Schütz: Schwanengesang

Anders dan Bach, Mozart en Bruckner, die niet meer aan de afsluitende maatstreep van hun laatste composites toekwamen, waardoor het nageslacht nog altijd tobt met een afgebroken fuga, een opgelapt requiem en een symfonie met maar drie delen, heeft Heinrich Schütz zijn laatste werk keurig kunnen voltooien. Er zijn zelfs aanwijzingen dat hij er zelf voor gekozen heeft zijn opus ultimum de titel Schwanengesang mee te geven. Vast staat hoe dan ook dat hij deze grote, anderhalf uur durende compositie, die hij in 1671 op 85-jarige leeftijd voltooide, als het sluitstuk van zijn oeuvre beschouwde.

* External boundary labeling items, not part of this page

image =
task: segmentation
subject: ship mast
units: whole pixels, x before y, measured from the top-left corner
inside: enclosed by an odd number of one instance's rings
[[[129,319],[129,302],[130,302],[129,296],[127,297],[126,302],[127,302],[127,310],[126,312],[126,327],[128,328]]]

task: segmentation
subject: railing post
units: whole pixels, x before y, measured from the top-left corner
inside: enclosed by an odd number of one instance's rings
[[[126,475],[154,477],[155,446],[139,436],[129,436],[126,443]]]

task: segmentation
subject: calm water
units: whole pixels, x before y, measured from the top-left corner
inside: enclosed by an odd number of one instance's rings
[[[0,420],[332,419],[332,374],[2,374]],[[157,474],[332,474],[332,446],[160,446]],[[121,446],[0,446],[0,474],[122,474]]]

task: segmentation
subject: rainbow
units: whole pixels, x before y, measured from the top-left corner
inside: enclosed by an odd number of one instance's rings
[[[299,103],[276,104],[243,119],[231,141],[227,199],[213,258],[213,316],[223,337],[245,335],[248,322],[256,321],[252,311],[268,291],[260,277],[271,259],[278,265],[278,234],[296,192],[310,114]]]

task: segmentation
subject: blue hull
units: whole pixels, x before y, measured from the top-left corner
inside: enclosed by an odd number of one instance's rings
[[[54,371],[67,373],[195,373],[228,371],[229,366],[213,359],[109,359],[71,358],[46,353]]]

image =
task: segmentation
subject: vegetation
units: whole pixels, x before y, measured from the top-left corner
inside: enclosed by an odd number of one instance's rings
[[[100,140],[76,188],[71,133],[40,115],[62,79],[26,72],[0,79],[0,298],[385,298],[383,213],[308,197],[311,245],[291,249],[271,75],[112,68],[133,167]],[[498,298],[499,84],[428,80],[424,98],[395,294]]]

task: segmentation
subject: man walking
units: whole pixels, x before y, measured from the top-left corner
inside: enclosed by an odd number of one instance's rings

En toch is het Schwanengesang niet compleet. Dat ligt niet aan Schütz, maar aan degenen die in de loop der jaren zo slordig zijn omgesprongen met zijn muziek. Dat Schütz een Schwanengesang had gecomponeerd was bekend, maar pas in 1900 werden zes van de negen partijen ontdekt in een Pools kerkarchief. In 1930 dook de continuopartij van het inmiddels legendarische werk op in een antiquariaat en belandde in de verzameling van de schrijver Stefan Zweig. Wat nu nog ontbrak waren de sopraan- en de tenorpartij van het tweede koor. Voordat het materiaal nader onderzocht kon worden brak de Tweede Wereldoorlog uit en raakten de Poolse handschriften zoek in het krijgstumult. Pas in 1975 ontdekte de Duitse musicoloog Wolfram Steude ze opnieuw in de Sächsische Landesbibliothek te Dresden, en wist aan de hand daarvan de twee ontbrekende stemmen te reconstrueren. Pas in 1981 kwam het tot een eerste uitvoering en in 1985, Schütz' vierhonderdste geboortejaar, verscheen het Schwanengesang voor het eerst in druk.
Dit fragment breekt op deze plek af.